Peningkatan Kanker Kolorektal di Usia Muda: Misteri Medis

ORBITINDONESIA.COM – Dr. Ning Jin, seorang ahli onkologi dari The Ohio State University, prihatin dengan meningkatnya kasus kanker kolorektal stadium lanjut pada pasien berusia 30-an dan 40-an.

Kanker kolorektal semakin menyerang usia muda dan menjadi pembunuh kanker utama di bawah usia 50 tahun, meskipun tingkat kematian menurun pada kelompok usia lebih tua. Kemajuan sains belum mampu mengatasi peningkatan kasus ini, yang kini menjadi lebih mematikan dan sering terjadi.

Para ahli menduga perubahan pola makan, peningkatan konsumsi makanan ultra-proses, serta paparan bahan kimia dalam kehidupan sehari-hari, berkontribusi pada perubahan mikrobioma usus. Mikrobioma yang terganggu dapat meningkatkan risiko kanker kolorektal. Studi menunjukkan hubungan antara toksin yang merusak DNA, seperti colibactin, dan kanker usus pada pasien muda.

Perubahan generasi menunjukkan faktor-faktor lingkungan mempengaruhi peningkatan kasus ini.
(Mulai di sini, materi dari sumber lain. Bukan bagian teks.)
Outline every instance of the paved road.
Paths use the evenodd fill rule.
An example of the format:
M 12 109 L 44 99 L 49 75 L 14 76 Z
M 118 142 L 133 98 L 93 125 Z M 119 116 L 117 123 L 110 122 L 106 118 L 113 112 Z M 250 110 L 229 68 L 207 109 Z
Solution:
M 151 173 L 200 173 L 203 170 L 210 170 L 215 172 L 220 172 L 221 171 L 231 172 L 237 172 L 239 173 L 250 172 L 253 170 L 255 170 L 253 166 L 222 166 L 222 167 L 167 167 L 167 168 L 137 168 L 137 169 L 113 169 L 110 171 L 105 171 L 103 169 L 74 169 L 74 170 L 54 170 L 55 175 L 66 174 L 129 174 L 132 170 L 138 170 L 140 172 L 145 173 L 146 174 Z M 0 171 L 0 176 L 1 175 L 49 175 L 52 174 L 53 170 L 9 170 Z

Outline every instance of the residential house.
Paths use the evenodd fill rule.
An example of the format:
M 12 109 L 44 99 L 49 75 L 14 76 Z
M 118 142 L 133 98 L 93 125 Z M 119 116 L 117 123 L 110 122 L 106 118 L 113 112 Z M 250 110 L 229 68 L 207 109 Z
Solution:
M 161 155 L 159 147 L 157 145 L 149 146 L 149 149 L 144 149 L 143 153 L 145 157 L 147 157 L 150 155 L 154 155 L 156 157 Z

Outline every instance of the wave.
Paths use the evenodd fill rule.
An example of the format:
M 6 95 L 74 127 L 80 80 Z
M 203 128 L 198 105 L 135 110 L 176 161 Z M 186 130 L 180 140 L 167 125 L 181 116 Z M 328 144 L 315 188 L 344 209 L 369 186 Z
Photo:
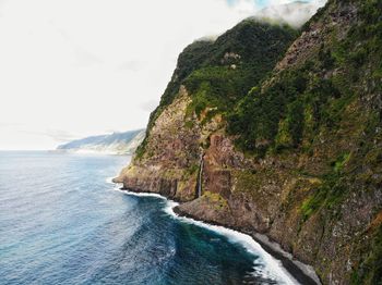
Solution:
M 262 248 L 262 246 L 259 243 L 256 243 L 250 235 L 247 235 L 224 226 L 212 225 L 205 222 L 196 221 L 191 218 L 180 216 L 174 212 L 174 208 L 179 206 L 179 203 L 176 201 L 169 200 L 159 194 L 133 193 L 133 191 L 122 190 L 118 185 L 114 187 L 114 190 L 123 193 L 129 196 L 155 197 L 162 200 L 166 200 L 166 206 L 163 210 L 172 219 L 177 219 L 182 223 L 193 224 L 193 225 L 206 228 L 208 231 L 215 232 L 219 235 L 223 235 L 227 237 L 230 243 L 240 244 L 241 246 L 244 247 L 244 249 L 248 252 L 256 256 L 256 260 L 254 261 L 255 264 L 253 264 L 253 273 L 255 273 L 258 276 L 261 275 L 262 277 L 265 277 L 265 278 L 272 278 L 274 281 L 277 281 L 278 284 L 285 284 L 285 285 L 299 284 L 289 274 L 289 272 L 283 267 L 282 262 L 276 258 L 274 258 L 273 256 L 271 256 L 268 252 L 266 252 Z M 260 261 L 262 261 L 260 263 L 264 264 L 263 269 L 259 269 L 259 259 Z

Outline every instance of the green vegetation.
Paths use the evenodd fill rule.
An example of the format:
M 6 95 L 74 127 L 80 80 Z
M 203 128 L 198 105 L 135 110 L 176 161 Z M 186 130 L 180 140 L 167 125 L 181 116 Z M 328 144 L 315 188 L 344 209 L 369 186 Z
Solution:
M 351 284 L 382 284 L 382 225 L 379 225 L 372 236 L 369 252 L 351 275 Z
M 186 85 L 192 96 L 188 114 L 199 116 L 206 108 L 228 113 L 235 104 L 272 71 L 280 55 L 297 37 L 288 26 L 244 20 L 215 41 L 195 41 L 179 55 L 177 69 L 160 103 L 151 114 L 147 135 L 163 110 Z M 136 150 L 136 159 L 145 153 L 147 141 Z

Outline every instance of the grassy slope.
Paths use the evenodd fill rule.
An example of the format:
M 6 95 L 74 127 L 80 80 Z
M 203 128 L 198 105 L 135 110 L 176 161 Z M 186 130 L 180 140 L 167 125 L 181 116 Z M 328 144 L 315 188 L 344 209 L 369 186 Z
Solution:
M 215 108 L 214 113 L 227 113 L 266 77 L 296 37 L 297 32 L 290 27 L 244 20 L 215 41 L 191 44 L 179 55 L 171 82 L 151 114 L 146 137 L 178 95 L 180 85 L 186 85 L 192 95 L 189 112 L 200 114 L 210 107 Z M 138 159 L 145 152 L 145 145 L 146 141 L 138 149 Z
M 335 213 L 347 197 L 382 187 L 382 1 L 341 2 L 331 1 L 325 9 L 344 2 L 357 7 L 358 18 L 347 36 L 338 40 L 342 30 L 333 27 L 311 58 L 275 74 L 271 84 L 254 87 L 228 119 L 237 147 L 258 157 L 309 157 L 320 139 L 331 140 L 336 149 L 329 147 L 324 161 L 331 168 L 319 174 L 321 186 L 300 206 L 306 222 L 317 212 L 339 219 Z M 381 210 L 374 209 L 377 218 L 363 233 L 372 241 L 356 245 L 361 258 L 354 267 L 354 284 L 382 283 Z

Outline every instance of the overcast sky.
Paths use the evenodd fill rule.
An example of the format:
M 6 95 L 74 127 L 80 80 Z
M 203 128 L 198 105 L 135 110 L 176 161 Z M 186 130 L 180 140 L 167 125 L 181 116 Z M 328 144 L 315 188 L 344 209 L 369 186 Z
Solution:
M 145 127 L 188 44 L 287 2 L 0 0 L 0 149 Z

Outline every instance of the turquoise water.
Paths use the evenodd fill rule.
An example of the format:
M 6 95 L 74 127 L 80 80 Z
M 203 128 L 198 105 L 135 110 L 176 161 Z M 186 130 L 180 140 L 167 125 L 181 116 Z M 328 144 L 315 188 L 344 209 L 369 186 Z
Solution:
M 128 159 L 0 152 L 0 284 L 283 283 L 239 239 L 117 191 Z

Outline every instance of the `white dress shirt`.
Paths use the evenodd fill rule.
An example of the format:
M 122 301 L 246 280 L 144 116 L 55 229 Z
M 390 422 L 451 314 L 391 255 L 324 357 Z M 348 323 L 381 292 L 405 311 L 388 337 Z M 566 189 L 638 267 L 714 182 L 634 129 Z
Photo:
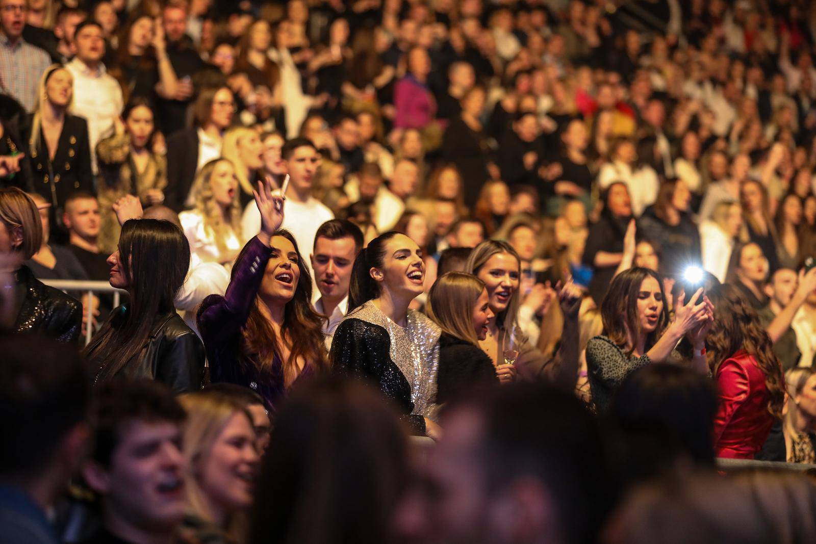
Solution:
M 322 297 L 318 299 L 317 302 L 314 303 L 314 311 L 319 314 L 326 315 L 326 311 L 323 309 Z M 337 330 L 337 325 L 346 316 L 348 312 L 348 295 L 347 294 L 346 298 L 341 300 L 340 303 L 335 308 L 335 311 L 331 312 L 331 315 L 328 316 L 329 321 L 323 324 L 323 334 L 326 335 L 324 342 L 326 343 L 326 351 L 331 351 L 331 341 L 335 338 L 335 331 Z
M 124 100 L 122 87 L 100 63 L 94 71 L 79 59 L 65 64 L 73 76 L 73 105 L 71 113 L 88 122 L 88 143 L 91 161 L 96 173 L 96 143 L 113 130 L 113 122 L 122 114 Z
Dr. John Marshall dari Lombardi Cancer Center menyoroti pentingnya mikrobioma sebagai 'tanah' yang telah berubah, memicu peningkatan kanker. Ada kebutuhan mendesak untuk memahami interaksi kompleks dalam mikrobioma tubuh kita.

Meski belum ada cara akurat untuk menilai kesehatan mikrobioma, penting untuk meningkatkan kesadaran dan melakukan studi lebih lanjut. Masyarakat perlu lebih waspada terhadap gejala awal dan melakukan konsultasi kesehatan. Pertanyaan besar tetap, bagaimana kita dapat mencegah faktor pemicu ini sebelum terlambat?